The United Arab Emirates has emerged as a “pivotal” trade and investment partner for the African continent amid a “South-South” commercial revolution reshaping the global economy, a new report by a leading Washington-based think tank notes.

The report, entitled “The United Arab Emirates and Africa: a Pivotal Partnership Amid a ‘South-South’ Commercial Revolution,” chronicles and examines the multiple trade and investment linkages between the UAE and Africa, and concludes that U.S policy-makers should leverage this growing relationship to support its own stated goals of development across the African continent.

The report also concludes that the UAE has emerged as “a major commercial nexus state” of the global economy. The author of the report describes the UAE as “a state that links entire continents, states and cities via air and sea connectivity, investment and trade.” The report noted that “nexus states like the UAE can be leveraged toward broader U.S policy goals of sustainable development and job creation worldwide.”

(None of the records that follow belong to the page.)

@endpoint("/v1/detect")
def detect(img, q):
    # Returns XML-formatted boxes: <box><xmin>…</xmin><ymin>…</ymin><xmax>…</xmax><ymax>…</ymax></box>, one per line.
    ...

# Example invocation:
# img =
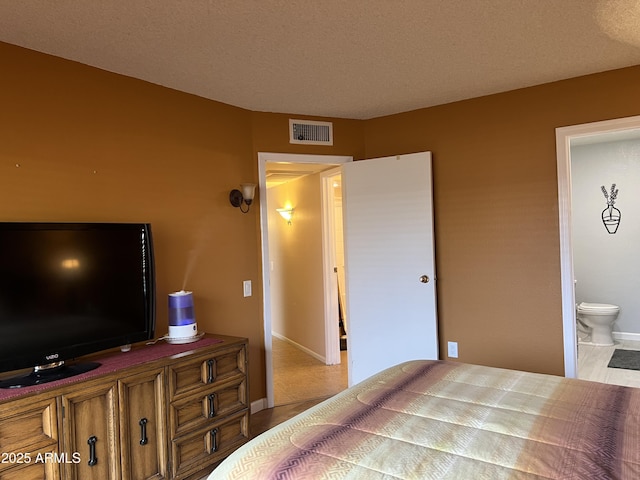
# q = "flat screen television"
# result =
<box><xmin>0</xmin><ymin>222</ymin><xmax>156</xmax><ymax>388</ymax></box>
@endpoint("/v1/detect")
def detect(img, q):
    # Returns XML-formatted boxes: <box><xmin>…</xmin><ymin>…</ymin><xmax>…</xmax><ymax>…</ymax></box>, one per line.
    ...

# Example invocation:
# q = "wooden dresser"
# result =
<box><xmin>0</xmin><ymin>335</ymin><xmax>249</xmax><ymax>480</ymax></box>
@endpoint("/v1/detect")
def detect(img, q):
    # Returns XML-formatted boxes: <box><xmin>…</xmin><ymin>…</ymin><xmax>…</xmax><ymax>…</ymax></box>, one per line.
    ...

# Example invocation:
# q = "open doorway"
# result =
<box><xmin>556</xmin><ymin>116</ymin><xmax>640</xmax><ymax>378</ymax></box>
<box><xmin>258</xmin><ymin>152</ymin><xmax>352</xmax><ymax>407</ymax></box>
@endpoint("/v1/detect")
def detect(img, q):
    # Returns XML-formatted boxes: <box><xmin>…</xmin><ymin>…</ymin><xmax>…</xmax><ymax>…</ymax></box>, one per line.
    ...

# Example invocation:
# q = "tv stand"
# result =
<box><xmin>0</xmin><ymin>362</ymin><xmax>100</xmax><ymax>388</ymax></box>
<box><xmin>0</xmin><ymin>335</ymin><xmax>249</xmax><ymax>480</ymax></box>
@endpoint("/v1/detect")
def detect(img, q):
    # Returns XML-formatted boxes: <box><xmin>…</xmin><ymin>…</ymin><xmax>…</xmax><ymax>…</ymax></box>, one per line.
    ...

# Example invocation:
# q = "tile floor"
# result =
<box><xmin>578</xmin><ymin>340</ymin><xmax>640</xmax><ymax>387</ymax></box>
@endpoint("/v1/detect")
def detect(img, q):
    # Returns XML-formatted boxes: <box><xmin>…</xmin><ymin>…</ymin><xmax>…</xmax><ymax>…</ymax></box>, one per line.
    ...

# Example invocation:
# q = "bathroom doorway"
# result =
<box><xmin>556</xmin><ymin>116</ymin><xmax>640</xmax><ymax>378</ymax></box>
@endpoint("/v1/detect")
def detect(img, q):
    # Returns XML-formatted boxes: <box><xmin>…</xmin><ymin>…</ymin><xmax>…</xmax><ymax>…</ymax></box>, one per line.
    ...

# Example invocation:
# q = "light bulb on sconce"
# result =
<box><xmin>229</xmin><ymin>183</ymin><xmax>256</xmax><ymax>213</ymax></box>
<box><xmin>276</xmin><ymin>207</ymin><xmax>293</xmax><ymax>225</ymax></box>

The report was authored by Afshin Molavi, a fellow at the Foreign Policy Institute, the think tank affiliated with the Johns Hopkins University Nitze School of Advanced International Studies (SAIS), one of the world’s leading graduate schools of international affairs.

Molavi also developed a new acronym to describe the key hub cities/countries of Asia that will be the growth drivers of the future: HUBSS. They are Hong Kong, United Arab Emirates, Bombay (Mumbai), Shanghai, and Singapore. “These four cities and one country – [the HUBSS] — represent the most crucial commercial and economic gateways for emerging Asia, and its links to the world,” Molavi writes. “The UAE, in particular, is best positioned to serve as the key hub between Africa and Asia.”

HUBSS – Hong Kong, UAE, Bombay, Shanghai, Singapore

The report chronicled the extensive commercial engagement of leading UAE companies with Africa, with a particular emphasis on Emirates, DP World, and Etisalat. “Emirates Airline has reshaped global aviation over the past two decades,” the report notes, and the airline has become “the most important foreign carrier in several African markets,” with direct flights to 25 African destinations. The report quotes several business executives who see Dubai as an ideal hub for doing business in Africa.

The report also noted that Dubai has emerged as a magnet for African traders: “They are using Dubai in much the same way mainland Chinese traders used Hong Kong or Singapore in the 80s and 90s: a place to trade more efficiently with the ‘mainland.’”

The report was broken into five sections:

  • The Emerging Dubai Gateway to Africa
  • The New Maritime Silk Road
  • Air Connectivity and “Chindia”-Africa ties
  • UAE Investments in Africa
  • UAE as Nexus State and Potential UAE-US-Africa Trade and Investment Triangle

In the concluding section, the author notes, “while the UAE is clearly a nexus state on the Southern Silk Road, it also has emerged as a global nexus of trade. It has become a node of connectivity linking Europe and the Americas to Asia and Africa, and vice-versa. It would be inaccurate to think of the UAE as only a South-South trade node. It has become a North-South one as well.”

The report’s publisher, the Foreign Policy Institute of the Johns Hopkins University’s Nitze School of Advanced International Studies, was established in 1980 to unite the worlds of scholarship and policy in the search for realistic answers to international issues facing the United States and the world.